Marco menaiki motor CC besar yang dia bawa. Ke gedung kosan.. Menemui Chi. Marco sangat bersemangat. Dia akan menemui kekasihnya, menjelaskan semuanya dan meminta keputusan yang bijak. Masih ada satu langkah lagi, barangkali Chi bisa memberi secercah kehidupan yang baik untuk Marco. Itu sih harapannya.
----
Pukul dua siang hari
Sepulang dari rumah sakit.
"Apa kau yakin kau akan kesana--?" Tanya Suzu tak percaya jika Chi meninggalkan salah satu koleksi perhiasan handmade nya di kosan lama mereka. Chi mengangguk mengiyakan pertanyaan Suzu.
"Apa ingin ku temani?" Chi menggeleng.
"Kau pasti lelah. Kau menangis lama tadi. Aku harap kau segera pulang dan beristirahat. Tenanglah aku akan menyusul dengan menumpang taksi."
"Tak usah" ujar Suzu menyambar. "Aku akan mengirim sopir untuk menjemputmu, kau tinggalkan pesan saja ketika akan pulang." Chi mengangguk sungkan.
"Baiklah" ujar Chi kemudian.
"Kau tahu, aku sangat berterima kasih kau mau menemaniku hari ini. Aku tak menyangka kakak separah tui" Suzu jelas masih sedih dan menahan air matanya. Chi bisa paham itu, Suzu sungguh menyayangi Abra.
"Disaat kakak terpuruk seperti ini, teman temannya seakan menjauh. Ku dengar dia juga punya kekasih tapi sampai hari ini aku belum pernah melihatnya sekalipun" wajah Suzu jelas kecewa.
"Su.. yang penting kakakmu sudah ditangani oleh ahlinya. Dan orang tuamu sudah mengurus semuanya dengan baik. Percayalah semua akan baik baik saja" ujar Chi memberi Suzu kekuatan. Dia menyodorkan segelas minuman dingin dari lemari kecil di dalam mobil. Suzu menyambut uluran Chu, dan membuka segel tutupnya.
"Kau tahu, bahkan Rose memutuskan pindah tempat magang. Dia tak mau lagi berteman denganku" lirih Suzu.
"Kau tak boleh berpikir seperti itu. Mungkin Rose hanya mencari tempat terdekat, di sini bukankah terlalu jauh." Chi mencari alasan sebisanya, Suzu mengangguk memaksa setuju dengan ucapan Chi.
"Kau, kenapa tak pindah saja, kau tahu di D atau di kota B juga banyak kantor besar, kau bisa mencari tempat magang seperti Rose" Chi menggeleng tak setuju dengan saran Suzu.
"Kau tahu, aku disini atau di luar kota sama saja, aku lebih senang menemanimu karena rumahku sepi. Orang tuaku sibuk bekerja. Aku hanya sendirian di rumah. Dengan alasan magang aku bisa menghabiskan banyak waktu di luar seperti ini" ujar Chu memberi penjelasan kenapa dia sampai saat ini bisa berada di samping Suzu.
"Kalau begitu kau berkerja saja padaku, maksudku pada papi!" Pinta Suzu bersemangat.
"Akan aku pikirkan!" Suzu tersenyum senang mendengar jawaban Chi.
"Aku akan lulus dan mencari pekerjaan di ibu kota.

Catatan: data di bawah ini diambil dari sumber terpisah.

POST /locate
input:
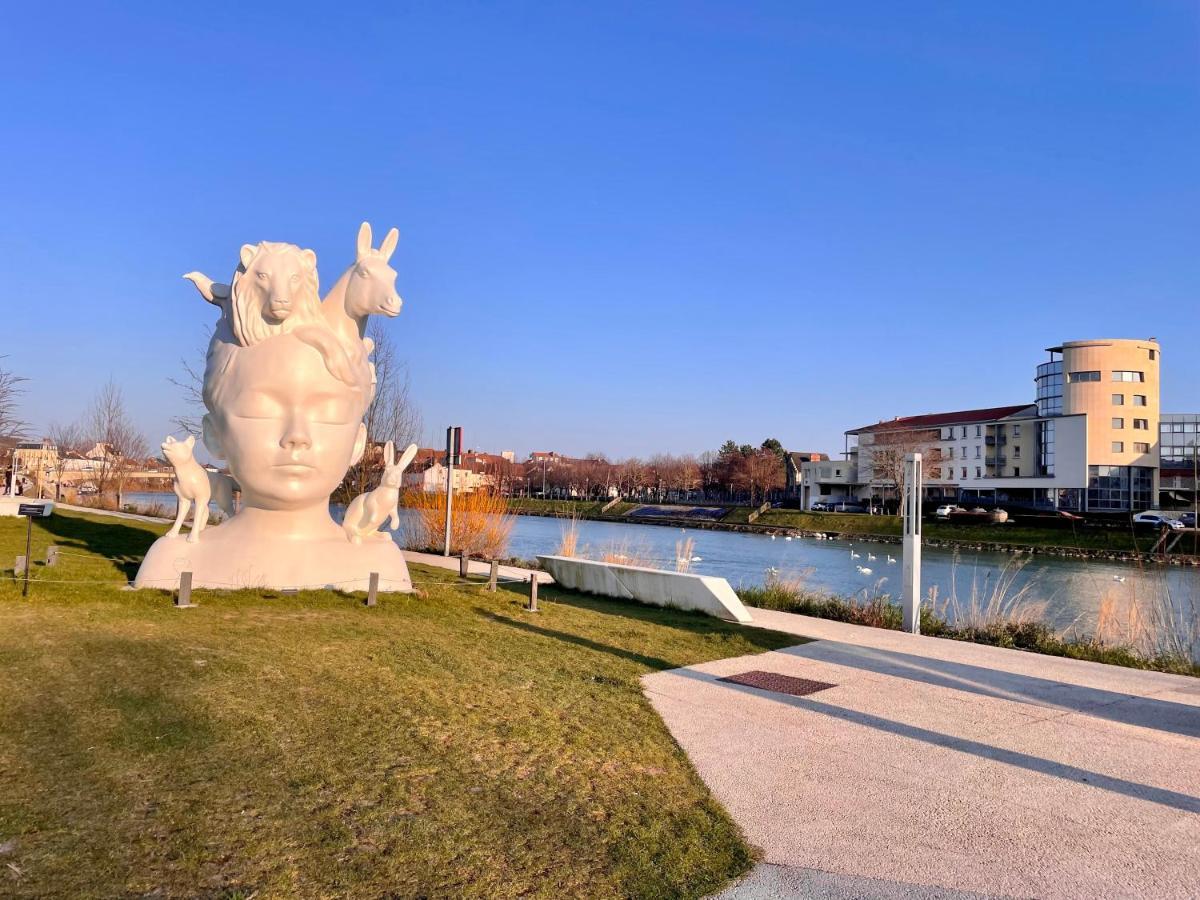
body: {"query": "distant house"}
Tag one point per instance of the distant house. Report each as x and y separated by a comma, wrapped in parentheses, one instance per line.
(793, 461)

Membiayai kuliahku sendiri." Suzu terkejut dengan ucapan Chi. Dia anak yang mandiri.
"Bukankah orang tuamu dosen dan profesor?" Chi menjawab pertanyaan Suzu dengan anggukan.

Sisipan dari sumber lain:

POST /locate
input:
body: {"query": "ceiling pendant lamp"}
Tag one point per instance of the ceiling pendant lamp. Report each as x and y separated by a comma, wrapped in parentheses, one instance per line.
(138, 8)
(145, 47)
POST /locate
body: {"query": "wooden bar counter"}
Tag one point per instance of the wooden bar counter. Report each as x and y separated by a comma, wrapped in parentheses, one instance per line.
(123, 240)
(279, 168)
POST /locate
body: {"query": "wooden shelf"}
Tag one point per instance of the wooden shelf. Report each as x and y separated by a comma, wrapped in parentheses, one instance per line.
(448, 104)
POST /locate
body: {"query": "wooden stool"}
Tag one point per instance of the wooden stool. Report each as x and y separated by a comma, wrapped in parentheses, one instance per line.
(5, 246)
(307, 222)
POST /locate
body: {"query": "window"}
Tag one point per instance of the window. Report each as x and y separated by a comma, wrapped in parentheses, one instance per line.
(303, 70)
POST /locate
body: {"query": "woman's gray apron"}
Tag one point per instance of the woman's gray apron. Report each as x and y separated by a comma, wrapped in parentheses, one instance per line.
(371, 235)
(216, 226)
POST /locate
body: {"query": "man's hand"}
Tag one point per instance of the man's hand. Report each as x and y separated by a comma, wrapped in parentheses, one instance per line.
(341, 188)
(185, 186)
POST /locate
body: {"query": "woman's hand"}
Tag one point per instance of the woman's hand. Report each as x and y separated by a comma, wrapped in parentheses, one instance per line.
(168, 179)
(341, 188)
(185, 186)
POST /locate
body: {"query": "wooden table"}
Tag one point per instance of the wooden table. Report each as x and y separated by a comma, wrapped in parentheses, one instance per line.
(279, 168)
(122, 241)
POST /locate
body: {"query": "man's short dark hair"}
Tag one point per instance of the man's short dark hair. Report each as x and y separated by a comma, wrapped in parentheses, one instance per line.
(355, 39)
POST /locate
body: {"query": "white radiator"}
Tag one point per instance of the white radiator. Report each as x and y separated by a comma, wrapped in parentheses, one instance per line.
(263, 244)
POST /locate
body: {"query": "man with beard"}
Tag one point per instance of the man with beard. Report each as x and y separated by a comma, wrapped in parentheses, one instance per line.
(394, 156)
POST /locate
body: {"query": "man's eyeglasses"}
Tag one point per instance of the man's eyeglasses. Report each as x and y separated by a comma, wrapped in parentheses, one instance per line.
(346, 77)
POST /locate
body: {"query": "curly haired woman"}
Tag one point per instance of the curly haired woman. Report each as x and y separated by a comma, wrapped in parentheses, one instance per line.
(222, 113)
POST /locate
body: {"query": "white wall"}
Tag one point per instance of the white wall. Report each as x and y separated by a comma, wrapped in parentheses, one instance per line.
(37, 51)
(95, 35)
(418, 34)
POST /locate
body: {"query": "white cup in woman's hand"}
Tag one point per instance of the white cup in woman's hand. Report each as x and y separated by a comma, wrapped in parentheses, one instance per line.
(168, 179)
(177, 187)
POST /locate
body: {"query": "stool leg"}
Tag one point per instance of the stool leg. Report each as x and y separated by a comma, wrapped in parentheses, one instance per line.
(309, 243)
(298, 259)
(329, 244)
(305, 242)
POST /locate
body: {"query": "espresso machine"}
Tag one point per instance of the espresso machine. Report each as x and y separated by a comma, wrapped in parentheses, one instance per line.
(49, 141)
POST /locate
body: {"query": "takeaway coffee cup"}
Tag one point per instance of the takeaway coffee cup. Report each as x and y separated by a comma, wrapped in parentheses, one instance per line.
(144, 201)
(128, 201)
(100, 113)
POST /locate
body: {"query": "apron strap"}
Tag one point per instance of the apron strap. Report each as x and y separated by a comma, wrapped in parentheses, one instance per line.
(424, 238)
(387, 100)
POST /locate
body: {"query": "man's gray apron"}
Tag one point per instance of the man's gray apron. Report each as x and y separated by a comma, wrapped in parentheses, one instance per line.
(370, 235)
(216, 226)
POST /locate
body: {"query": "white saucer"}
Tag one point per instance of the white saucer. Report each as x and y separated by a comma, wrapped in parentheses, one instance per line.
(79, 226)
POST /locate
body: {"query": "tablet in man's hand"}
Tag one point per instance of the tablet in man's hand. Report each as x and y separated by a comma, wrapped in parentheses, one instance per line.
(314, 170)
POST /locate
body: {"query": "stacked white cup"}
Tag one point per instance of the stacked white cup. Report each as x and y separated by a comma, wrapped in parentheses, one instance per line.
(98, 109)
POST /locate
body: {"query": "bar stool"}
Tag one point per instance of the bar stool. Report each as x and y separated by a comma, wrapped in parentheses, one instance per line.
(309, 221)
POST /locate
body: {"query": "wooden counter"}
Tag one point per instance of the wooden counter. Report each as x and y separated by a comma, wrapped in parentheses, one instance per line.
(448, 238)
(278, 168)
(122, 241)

"Tapi mereka bekerja keras untuk semua gelar itu.. mereka mendapatkan banyak beasiswa dan terus belajar.. Sedangkan aku tak mewarisi otak mereka" tentu saja, dia hanya anak angkat.

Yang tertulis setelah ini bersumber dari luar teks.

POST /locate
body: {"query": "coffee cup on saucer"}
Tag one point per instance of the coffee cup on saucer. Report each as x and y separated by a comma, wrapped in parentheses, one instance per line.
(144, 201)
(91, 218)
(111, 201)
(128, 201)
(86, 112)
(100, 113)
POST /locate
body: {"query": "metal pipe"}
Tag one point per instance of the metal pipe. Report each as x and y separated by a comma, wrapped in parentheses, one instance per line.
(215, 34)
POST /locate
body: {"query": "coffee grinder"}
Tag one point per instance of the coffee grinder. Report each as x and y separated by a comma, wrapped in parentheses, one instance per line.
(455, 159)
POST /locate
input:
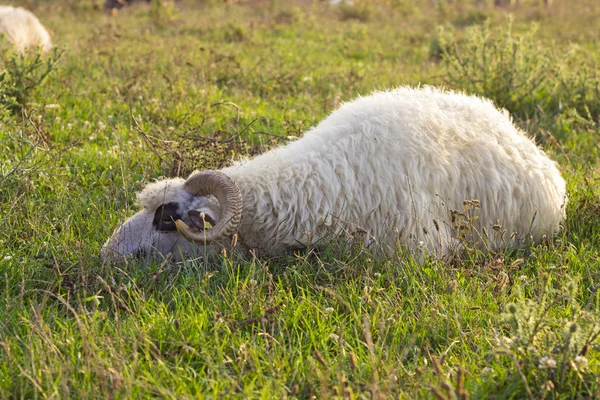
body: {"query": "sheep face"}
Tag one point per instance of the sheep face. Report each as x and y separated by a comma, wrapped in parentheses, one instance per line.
(152, 231)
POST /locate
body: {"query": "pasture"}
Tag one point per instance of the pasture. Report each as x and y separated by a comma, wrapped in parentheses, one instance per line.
(160, 90)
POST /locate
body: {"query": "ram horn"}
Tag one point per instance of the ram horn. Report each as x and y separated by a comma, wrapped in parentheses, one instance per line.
(229, 196)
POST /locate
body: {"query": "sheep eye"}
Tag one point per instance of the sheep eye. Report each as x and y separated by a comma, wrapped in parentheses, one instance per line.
(164, 217)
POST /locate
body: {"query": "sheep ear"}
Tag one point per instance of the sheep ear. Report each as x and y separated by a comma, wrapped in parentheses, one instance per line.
(165, 217)
(200, 220)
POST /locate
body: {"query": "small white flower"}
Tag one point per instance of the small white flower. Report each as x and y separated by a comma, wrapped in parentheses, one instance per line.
(581, 362)
(546, 363)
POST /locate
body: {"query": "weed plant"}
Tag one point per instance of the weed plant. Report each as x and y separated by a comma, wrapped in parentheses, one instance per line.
(154, 91)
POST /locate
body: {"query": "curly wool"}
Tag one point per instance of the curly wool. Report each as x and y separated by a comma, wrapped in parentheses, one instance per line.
(395, 165)
(393, 168)
(23, 29)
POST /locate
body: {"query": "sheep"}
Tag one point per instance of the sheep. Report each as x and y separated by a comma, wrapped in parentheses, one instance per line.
(424, 168)
(23, 29)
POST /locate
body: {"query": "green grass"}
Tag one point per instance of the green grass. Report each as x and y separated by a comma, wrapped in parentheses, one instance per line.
(332, 324)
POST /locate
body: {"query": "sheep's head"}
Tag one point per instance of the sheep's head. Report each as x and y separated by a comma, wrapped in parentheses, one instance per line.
(177, 215)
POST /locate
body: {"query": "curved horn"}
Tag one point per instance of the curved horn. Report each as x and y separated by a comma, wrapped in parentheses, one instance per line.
(229, 196)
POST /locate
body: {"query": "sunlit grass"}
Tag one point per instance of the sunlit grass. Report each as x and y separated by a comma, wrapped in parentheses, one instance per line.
(134, 98)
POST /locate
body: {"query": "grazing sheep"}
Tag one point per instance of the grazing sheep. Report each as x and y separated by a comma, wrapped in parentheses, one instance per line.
(393, 168)
(23, 29)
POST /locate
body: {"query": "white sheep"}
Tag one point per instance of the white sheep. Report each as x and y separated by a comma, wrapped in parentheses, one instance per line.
(23, 29)
(393, 168)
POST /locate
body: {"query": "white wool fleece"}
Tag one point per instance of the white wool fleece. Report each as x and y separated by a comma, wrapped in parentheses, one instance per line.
(395, 164)
(23, 29)
(393, 168)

"Kalau begitu mari kita belajar rajin dan masuk universitas bersama"
"Kau serius?" Chi tak percaya dengan ucapan Suzu.
"Iya, aku ingin mengambil universitas swasta nomer satu, kau tahu itukan!" Ya, siapa yang tak tahu perihal biaya yang fantastis. Ada harga ada kualitas.
"Aku tak bisa kuliah di sana, kau tahu aku harus mengumpulkan banyak uang untuk bisa menjadi bagian dari siswa kampus itu" Suzu tertawa kecil mendengar ucapan pesimis Chi.
"Bukankah ku bilang, aku mempunyai penawaran bagus untukmu"
"Apa itu?" Tanya Chi penasaran. Suzu menyembunyikan senyumannya, dia seakan membuat teka teki.
"Aku akan memberi satu posisi bagus untukmu, dan kau bisa kuliah di universitas itu bersama denganku, kau juga boleh tinggal di rumah atau di apartemen kita" wah, kedengarannya sangat menarik dan fantastis. Penawaran apa itu?
Tapi Chi harus menahan rasa penasarannya. Dia sudah tiba di tujuan. Gadis itu meminta sopir berhenti.
"Aku sudah sampai" ujar Chi, Suzu menoleh dan mendapati bangunan kosan lama mereka. Gadis itu menjeda ucapannya. Dia masih menyimpan posisi yang dia tawarkan untuk pekerjaan Chi.
"Baiklah, sampai ketemu di rumah" ujar Suzu membuka pintu mobil untuk Chi. Temannya itu segera turun dari mobil mewah dengan interior yang super wah milik keluarga Willady.
Beberapa penghuni kos yang berada di depan sempat terperangah tak percaya.
"Bukankah itu anak sekolah tempo hari?" Mereka mulai bergunjing, untung saja Suzu tak membiarkan mata mereka menangkap sorot wajahnya. Pintu mobil segera tertutup, Chi melambaikan tangan.